Celebrate Child Care Professionals Day
It's time to celebrate Child Care Professionals on Child Providers Appreciation Day!
As most early childhood professionals know the true reward of the work is witnessing the children growing and learning. Unfortunately, sub-par wages and lack of professional recognition can deflate the spirit of even the most passionate educator. Nevertheless, there is some good news! Various efforts to support early childhood workforce improvements are taking place across the country, including:
- Power to the Profession is a national collaborative working to unify the early childhood education profession. The two-year initiative began in May 2016 and is comprised of a national taskforce of organizations. The work includes engaging
,stakeholders to inform a framework of guidelines which address: Competencies, Qualifications, Career Pathways, and Compensation. For more information and how to get involved visit the National Association for the Education of Young Children www.NAEYC.org/profession
- The National Workforce Registry Alliance reports that 39 states now have established workforce registry systems. Having a systematic process of capturing our workforce data can be used to inform public policy. The data set provides insights on education, career pathways, professional development, and achievements of the early childhood and afterschool workforce. https://www.registryalliance.org
Furthermore, Federal laws are increasingly recognizing the importance of early childhood education.

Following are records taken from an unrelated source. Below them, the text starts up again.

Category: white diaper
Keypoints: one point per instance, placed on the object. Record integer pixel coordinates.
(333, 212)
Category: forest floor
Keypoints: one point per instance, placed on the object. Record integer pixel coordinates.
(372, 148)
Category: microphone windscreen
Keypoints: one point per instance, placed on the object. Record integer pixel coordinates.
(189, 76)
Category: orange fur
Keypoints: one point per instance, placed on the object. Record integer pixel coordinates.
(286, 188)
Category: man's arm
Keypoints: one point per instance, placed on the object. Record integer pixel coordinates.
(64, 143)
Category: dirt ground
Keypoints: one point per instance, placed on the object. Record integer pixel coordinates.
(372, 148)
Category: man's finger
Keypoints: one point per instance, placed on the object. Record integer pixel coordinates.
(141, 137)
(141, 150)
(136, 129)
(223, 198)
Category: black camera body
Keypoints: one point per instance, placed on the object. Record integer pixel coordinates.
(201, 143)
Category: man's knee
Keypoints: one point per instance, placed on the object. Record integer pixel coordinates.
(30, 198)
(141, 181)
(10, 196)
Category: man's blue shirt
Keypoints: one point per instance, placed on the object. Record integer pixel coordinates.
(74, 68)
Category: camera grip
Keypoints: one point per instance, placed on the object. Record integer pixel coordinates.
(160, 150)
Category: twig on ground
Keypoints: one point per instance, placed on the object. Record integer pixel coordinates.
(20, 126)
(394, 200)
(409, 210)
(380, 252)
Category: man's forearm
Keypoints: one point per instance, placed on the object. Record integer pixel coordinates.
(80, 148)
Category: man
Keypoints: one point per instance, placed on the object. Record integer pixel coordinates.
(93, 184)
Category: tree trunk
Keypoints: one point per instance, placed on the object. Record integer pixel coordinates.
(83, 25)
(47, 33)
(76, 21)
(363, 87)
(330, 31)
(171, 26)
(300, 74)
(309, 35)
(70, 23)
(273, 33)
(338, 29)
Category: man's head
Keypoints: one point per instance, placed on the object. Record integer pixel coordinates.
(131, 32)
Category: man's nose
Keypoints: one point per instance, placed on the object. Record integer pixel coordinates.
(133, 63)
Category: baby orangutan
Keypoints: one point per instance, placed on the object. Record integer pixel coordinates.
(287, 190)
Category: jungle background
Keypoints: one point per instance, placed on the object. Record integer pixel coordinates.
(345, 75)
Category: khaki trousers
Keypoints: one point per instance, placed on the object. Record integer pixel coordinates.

- Every Child Succeeds Act (ESSA) has integrated early learning into school improvement, including building career pathways for early childhood educators. https://www.ed.gov/essa?src=ft
- The Child Care and Development Block Grant (CCDBG) reauthorization in 2014 put more attention to pre-service and ongoing professional development. In March 2018, the Omnibus bill passed which includes the largest increase in discretionary child care funding in history. To read more visit Zero to Three.
We know that 90% of a child’s brain growth occurs in the first 3 years of life. Surely, there is no greater argument for why early care and education professionals deserve respect and adequate compensation.
The message is out and the public is listening. Let’s keep the momentum going! Visit the NAEYC website for messages you can share on social media.
And, don’t forget to celebrate YOU!!!